No caso de Humble, aquilo que mais me chama a atenção é a oposição entre as imagens. Essa oposição dá-se a nível do conteúdo, mas o que mais me tocou foi a forma como as imagens se antagonizam a nível formal e estético. Como se um pintor do século XVI entrasse em combate com um realizador da MTV. E, de certa forma, essa é a mesma tensão que existe em Lamar. A tensão entre o músico requintado e o rapper de impacto popular. Vejamos dois exemplos, nos quais colei imagens de momentos distintos no videoclip.

O Papa negro

lamar1Assim, um plano que podia ser a imagem dum Papa negro iluminado pelos vitrais duma catedral dá rapidamente lugar ao lugar-comum da obsessão dos rappers pela multiplicação de notas.

O principezinho

lamar2Noutro momento, a nossa percepção é chamada a uma animação da última ceia que se sucede a um plano duma lente fish eye extrema, onde o bairro onde o rapper circula de bicicleta se transforma num mundo por si. Kendrick Lamar é agora o Principezinho.

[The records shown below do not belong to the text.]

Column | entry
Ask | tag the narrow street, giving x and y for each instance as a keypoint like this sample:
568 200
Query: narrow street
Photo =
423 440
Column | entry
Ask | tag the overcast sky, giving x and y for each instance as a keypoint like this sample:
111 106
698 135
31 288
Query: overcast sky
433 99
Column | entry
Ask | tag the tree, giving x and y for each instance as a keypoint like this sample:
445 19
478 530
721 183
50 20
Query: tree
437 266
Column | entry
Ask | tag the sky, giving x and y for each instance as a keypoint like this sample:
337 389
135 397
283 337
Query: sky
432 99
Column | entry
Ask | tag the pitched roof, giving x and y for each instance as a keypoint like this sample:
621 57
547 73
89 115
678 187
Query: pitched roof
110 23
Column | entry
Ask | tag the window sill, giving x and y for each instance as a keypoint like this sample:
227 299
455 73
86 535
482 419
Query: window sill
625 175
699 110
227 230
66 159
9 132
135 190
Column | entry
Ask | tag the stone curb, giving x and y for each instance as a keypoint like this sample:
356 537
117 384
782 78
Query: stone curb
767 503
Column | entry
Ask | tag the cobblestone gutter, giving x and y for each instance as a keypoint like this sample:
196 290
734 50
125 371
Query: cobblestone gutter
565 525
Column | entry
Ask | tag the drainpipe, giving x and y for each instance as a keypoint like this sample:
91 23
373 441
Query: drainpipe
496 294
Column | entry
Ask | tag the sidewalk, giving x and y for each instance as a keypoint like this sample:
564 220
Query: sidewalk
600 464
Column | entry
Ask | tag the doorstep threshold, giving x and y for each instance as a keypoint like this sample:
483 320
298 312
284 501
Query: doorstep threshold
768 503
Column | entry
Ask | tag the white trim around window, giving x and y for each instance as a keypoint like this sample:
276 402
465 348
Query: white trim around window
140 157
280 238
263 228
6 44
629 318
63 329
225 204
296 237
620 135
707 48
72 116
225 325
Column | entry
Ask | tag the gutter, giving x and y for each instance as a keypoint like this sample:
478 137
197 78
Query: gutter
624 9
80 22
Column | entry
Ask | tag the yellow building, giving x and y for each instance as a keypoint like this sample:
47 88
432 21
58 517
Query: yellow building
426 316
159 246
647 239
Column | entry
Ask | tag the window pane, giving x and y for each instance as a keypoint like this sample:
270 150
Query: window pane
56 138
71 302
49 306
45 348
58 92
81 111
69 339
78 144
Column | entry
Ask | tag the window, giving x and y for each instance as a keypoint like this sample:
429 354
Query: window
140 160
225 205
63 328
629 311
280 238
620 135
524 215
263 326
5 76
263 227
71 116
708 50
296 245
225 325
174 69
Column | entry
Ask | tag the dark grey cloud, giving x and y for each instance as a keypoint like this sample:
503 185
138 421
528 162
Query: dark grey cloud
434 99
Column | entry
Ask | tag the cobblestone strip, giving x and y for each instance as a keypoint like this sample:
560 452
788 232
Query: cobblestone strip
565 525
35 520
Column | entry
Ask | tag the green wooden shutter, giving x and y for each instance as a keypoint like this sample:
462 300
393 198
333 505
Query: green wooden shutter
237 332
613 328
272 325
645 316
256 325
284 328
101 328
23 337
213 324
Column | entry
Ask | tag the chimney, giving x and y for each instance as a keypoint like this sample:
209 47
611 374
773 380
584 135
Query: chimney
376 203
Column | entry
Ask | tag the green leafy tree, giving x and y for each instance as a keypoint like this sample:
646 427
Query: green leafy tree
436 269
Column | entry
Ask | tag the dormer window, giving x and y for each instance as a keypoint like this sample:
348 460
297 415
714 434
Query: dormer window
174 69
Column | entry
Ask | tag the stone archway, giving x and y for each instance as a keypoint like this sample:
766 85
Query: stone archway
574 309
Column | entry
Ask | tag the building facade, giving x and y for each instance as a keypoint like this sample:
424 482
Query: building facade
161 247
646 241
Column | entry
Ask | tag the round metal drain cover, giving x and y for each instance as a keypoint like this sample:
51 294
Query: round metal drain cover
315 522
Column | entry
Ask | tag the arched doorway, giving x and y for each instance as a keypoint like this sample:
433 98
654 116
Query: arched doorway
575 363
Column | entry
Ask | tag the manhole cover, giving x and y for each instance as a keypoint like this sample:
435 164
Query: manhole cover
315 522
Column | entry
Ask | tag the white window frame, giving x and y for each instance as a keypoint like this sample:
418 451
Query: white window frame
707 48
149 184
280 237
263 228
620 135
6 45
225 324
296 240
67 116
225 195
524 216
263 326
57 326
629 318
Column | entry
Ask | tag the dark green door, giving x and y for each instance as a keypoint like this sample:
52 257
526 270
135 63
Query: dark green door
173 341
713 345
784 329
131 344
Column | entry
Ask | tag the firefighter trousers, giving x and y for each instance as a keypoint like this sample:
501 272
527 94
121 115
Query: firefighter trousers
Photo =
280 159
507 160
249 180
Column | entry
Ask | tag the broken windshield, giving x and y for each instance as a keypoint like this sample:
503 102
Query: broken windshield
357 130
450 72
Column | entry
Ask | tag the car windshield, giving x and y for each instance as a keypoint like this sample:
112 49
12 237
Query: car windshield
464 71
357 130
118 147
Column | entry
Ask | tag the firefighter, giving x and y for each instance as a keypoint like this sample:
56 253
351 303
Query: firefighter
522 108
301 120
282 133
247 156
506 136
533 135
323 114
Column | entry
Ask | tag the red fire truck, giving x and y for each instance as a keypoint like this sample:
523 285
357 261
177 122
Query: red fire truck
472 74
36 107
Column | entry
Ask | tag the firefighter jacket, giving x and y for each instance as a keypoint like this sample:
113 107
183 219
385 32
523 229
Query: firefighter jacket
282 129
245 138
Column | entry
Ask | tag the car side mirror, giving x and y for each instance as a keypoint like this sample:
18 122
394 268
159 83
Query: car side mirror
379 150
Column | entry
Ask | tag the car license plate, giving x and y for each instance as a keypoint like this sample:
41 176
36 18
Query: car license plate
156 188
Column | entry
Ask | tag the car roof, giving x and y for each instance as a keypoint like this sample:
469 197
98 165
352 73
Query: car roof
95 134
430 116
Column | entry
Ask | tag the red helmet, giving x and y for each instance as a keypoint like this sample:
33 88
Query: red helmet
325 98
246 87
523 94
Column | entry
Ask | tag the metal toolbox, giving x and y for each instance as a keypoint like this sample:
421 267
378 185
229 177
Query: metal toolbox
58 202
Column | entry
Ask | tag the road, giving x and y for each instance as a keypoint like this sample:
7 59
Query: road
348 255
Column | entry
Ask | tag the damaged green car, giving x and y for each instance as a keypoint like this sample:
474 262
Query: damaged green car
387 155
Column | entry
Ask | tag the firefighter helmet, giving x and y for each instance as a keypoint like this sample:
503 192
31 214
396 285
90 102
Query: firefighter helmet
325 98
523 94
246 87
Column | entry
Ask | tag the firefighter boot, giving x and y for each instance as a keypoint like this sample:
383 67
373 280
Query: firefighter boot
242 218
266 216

Como conclusão, quero salientar a ruptura formal como uma ferramenta criativa. Quebras formais que não se dão em relação a obras passadas, mas sim dentro da própria obra, forçando-a a dialogar consigo mesma. E forçando o espectador a reorganizar rapidamente a sua percepção e a encontrar-se na desorganização formal do universo de Lamar.

Ser coerente porquê? O caos mora à porta.